Und die Rechte? Wenn ich von Linksdeutschen nach Asow gefragt werde, dann habe ich nur eines zu sagen: Der Dreck unter einem einzigen Fingernägel des allerletzten Asow-Kämpfers ist mehr wert als die germanische Linke in ihrer Gesamtheit. Nicht die Ukraine ist ein Land, in dem Rechtsextreme im Parlament sitzen, nicht in der Ukraine liegt die Stadt Hanau, nicht dort versuchte ein bewaffneter Faschist, in eine Synagoge einzudringen. Der NSU bestand nicht aus Ukrainern.

Die Ukraine ist dagegen ein für die gesamteuropäischen Verhältnisse eher untypisches Land, in dem Menschen »mit jüdischen Wurzeln«, wie man auf Deutsch so sagt, Präsident, Ministerpräsident und Verteidigungsminister werden konnten. Und das sind nur ein paar bekannte Beispiele aus der Politik – würden sich die Ukrainer für solche »Wurzeln« tatsächlich interessieren, hätte ich auf Anhieb bestimmt noch mehr nennen können.

Nicht, dass die ukrainische Rechte oder der Umgang mit der Vergangenheit in der Ukraine ganz unproblematisch wäre. Darüber schreibe ich sogar. Aber nicht speziell für deutsche Linke. Mit den deutschen Linken will ich nur über die deutschen Linken reden. Wa­rum lasst ihr es zu, dass linke Politi­ker seit acht Jahren in eurem Namen Apologetik von Faschisten betreiben oder sie sogar unterstützen?« Wieso arbeitet ihr immer wieder mit Organisationen wie »Die Linke« oder der Roten Hilfe zusammen, die 2014 statt mit ukrainischen Linken mit der poststalinistischen Querfrontorganisation Borotba kooperierte, die zur Unterstützung der bewaffneten Separatisten im Donbass aufrief?
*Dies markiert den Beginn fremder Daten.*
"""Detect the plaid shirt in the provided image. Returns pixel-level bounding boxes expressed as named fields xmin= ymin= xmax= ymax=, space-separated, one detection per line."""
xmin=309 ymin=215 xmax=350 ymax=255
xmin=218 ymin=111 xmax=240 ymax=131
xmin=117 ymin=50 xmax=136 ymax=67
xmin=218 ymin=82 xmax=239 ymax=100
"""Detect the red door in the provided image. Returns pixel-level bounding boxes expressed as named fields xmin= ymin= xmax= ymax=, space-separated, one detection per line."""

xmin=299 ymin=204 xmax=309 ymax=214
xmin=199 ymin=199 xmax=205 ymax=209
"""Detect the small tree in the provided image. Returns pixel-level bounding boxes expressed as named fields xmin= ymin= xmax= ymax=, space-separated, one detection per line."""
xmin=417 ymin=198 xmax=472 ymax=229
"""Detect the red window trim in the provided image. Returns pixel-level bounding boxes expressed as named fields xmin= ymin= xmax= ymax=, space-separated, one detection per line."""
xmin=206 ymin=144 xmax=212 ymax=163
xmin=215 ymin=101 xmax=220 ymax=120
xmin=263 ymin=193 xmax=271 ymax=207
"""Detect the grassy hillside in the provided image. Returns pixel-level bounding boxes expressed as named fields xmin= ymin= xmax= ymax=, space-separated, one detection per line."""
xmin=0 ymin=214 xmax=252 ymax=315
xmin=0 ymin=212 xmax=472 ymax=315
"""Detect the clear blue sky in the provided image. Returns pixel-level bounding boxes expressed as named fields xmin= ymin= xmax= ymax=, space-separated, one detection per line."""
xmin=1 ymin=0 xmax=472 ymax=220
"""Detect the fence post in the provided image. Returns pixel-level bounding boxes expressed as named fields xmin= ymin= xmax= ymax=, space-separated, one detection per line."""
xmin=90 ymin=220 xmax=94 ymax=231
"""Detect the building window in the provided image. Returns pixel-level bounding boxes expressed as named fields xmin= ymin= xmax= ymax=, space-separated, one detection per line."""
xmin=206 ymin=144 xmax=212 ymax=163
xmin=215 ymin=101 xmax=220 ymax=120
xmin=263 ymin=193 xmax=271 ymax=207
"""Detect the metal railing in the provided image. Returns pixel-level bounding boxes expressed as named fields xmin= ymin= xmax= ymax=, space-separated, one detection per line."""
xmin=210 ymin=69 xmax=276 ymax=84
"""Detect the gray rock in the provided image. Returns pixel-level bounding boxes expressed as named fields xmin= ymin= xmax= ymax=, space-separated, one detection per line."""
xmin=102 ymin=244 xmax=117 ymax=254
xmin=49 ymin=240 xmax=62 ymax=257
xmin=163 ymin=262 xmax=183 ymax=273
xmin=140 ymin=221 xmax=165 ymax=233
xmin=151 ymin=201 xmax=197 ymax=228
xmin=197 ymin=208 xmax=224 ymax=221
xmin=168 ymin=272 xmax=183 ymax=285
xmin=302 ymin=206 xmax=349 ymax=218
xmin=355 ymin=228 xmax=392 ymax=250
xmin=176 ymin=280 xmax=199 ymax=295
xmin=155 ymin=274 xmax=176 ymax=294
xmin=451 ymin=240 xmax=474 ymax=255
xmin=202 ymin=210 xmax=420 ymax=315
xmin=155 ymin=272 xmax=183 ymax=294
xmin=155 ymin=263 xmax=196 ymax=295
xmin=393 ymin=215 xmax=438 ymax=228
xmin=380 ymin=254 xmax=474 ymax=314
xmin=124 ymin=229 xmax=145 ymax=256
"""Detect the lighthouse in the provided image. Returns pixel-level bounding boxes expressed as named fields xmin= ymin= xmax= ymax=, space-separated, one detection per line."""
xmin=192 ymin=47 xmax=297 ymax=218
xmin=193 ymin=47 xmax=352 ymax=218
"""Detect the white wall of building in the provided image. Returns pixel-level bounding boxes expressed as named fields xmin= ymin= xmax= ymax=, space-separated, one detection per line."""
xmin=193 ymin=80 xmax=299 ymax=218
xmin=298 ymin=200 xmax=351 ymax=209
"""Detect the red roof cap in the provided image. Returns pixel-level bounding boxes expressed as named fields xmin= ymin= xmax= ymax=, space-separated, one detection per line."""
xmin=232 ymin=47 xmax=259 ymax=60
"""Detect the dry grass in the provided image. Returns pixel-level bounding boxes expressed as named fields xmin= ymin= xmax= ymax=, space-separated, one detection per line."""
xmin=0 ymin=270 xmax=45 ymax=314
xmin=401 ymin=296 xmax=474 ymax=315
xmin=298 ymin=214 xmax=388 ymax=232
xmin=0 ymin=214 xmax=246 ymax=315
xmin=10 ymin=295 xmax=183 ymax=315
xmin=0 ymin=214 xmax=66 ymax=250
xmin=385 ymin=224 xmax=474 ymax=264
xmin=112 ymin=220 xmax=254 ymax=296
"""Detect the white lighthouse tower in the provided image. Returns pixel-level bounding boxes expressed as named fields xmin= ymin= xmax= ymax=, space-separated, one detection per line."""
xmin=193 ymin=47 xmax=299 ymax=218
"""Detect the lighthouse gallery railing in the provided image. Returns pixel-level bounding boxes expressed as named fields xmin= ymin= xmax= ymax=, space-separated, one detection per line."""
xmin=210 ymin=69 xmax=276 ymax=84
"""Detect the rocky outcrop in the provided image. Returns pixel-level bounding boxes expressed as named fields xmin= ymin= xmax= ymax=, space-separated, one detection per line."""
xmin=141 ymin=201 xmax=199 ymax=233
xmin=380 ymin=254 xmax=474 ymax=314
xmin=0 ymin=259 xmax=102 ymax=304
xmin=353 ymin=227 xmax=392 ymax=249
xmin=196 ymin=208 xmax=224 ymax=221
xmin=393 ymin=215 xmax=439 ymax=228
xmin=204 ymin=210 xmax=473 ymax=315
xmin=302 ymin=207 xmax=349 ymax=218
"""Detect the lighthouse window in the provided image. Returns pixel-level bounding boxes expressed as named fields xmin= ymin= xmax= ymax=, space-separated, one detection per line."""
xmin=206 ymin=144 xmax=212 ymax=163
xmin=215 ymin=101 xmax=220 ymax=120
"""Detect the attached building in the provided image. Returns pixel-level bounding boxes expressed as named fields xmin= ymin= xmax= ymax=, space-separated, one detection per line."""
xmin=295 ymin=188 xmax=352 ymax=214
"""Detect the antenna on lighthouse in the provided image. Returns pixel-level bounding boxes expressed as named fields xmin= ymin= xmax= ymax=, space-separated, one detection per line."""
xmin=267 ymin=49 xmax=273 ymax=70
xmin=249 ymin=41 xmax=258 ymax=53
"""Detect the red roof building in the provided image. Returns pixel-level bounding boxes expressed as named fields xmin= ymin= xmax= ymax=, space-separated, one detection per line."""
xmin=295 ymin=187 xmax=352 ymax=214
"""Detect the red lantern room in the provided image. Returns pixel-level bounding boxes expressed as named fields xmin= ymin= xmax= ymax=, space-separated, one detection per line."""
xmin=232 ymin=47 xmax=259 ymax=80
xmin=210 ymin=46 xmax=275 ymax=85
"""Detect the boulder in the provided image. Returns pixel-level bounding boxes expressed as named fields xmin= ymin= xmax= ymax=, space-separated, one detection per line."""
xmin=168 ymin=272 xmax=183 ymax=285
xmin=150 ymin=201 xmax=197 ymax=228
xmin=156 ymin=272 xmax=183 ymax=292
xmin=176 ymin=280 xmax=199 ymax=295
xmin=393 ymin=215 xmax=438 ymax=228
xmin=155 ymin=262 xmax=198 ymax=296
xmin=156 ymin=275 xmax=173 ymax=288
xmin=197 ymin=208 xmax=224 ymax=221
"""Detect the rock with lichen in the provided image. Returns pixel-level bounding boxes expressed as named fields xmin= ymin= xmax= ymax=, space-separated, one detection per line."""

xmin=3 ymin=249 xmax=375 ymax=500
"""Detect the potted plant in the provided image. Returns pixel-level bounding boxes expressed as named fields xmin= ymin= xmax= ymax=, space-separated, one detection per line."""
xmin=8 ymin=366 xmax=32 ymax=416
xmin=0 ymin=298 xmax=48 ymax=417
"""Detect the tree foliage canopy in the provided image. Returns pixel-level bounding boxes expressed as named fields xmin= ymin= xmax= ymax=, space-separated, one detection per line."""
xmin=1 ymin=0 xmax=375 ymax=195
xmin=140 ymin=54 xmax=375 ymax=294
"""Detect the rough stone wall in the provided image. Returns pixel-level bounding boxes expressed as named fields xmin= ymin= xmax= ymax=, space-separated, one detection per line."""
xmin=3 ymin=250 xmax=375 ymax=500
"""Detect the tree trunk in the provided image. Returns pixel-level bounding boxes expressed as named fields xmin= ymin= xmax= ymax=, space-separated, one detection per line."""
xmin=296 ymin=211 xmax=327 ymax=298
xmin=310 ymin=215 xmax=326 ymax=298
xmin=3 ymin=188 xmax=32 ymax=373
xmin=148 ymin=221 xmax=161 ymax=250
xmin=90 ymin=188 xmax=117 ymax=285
Wie ist es möglich, dass ihr euch für »progressiv« haltet, aber einen an Rassismus grenzenden Chauvinismus an den Tag legt, sobald es um Osteuropa geht?

Meine linke Vergangenheit ereignete sich in München, der Stadt, in der linker Antisemitismus seine deutschlandweit blutigste Spur hinterlassen hat. Damals wusste ich aber nicht viel davon und war dumm genug, um mit der Roten Hilfe zusammenzuarbeiten und an den jährlichen Protesten gegen die Münchner Sicherheitskonferenz teilzunehmen. Die Demonstration zog jedes Jahr durch die Reichenbachstraße, manchmal genau an dem Tag, an dem im Februar 1970 möglicherweise ein deutscher linker Terrorist sieben Überlebende des Holocaust in den Flammen sterben ließ. Der Anschlag auf das Altenheim der Israelitischen Kulturgemeinde ist bis heute unaufgeklärt, die Täter leben also womöglich noch. Sicher leben aber noch die Menschen, die dafür verantwortlich sind, dass sie nie zur Verantwortung ­gezogen wurden.

Im Februar 1970 gab es auch den Anschlag auf ein Flugzeug, das von Zürich nach Tel Aviv flog, 47 Todesopfer. Das Flugzeug stürzte über der Schweiz ab, die Bombe wurde aber in München installiert. Verantwortlich dafür sind zwar palästinensische Terroristen, die Logistik für das Terrorkommando haben jedoch wahrscheinlich Deutsche organisiert. Dasselbe gilt für das Olympia-Attentat zwei Jahre später. Einige der Hilfswilligen von antisemitischen Mördern leben vermutlich noch. Vielleicht ziehen sie jedes Jahr mit euch durch die Reichenbachstraße – in der Gestalt von betagten Friedens­hippies.

Worauf ich hinauswill: Kümmert euch erst um euren eigenen Kram, bevor ihr den Zeigefinger erhebt, um aus eurem Munde die Sprüche hören zu lassen, die mit »aber die Ukraine« anfangen.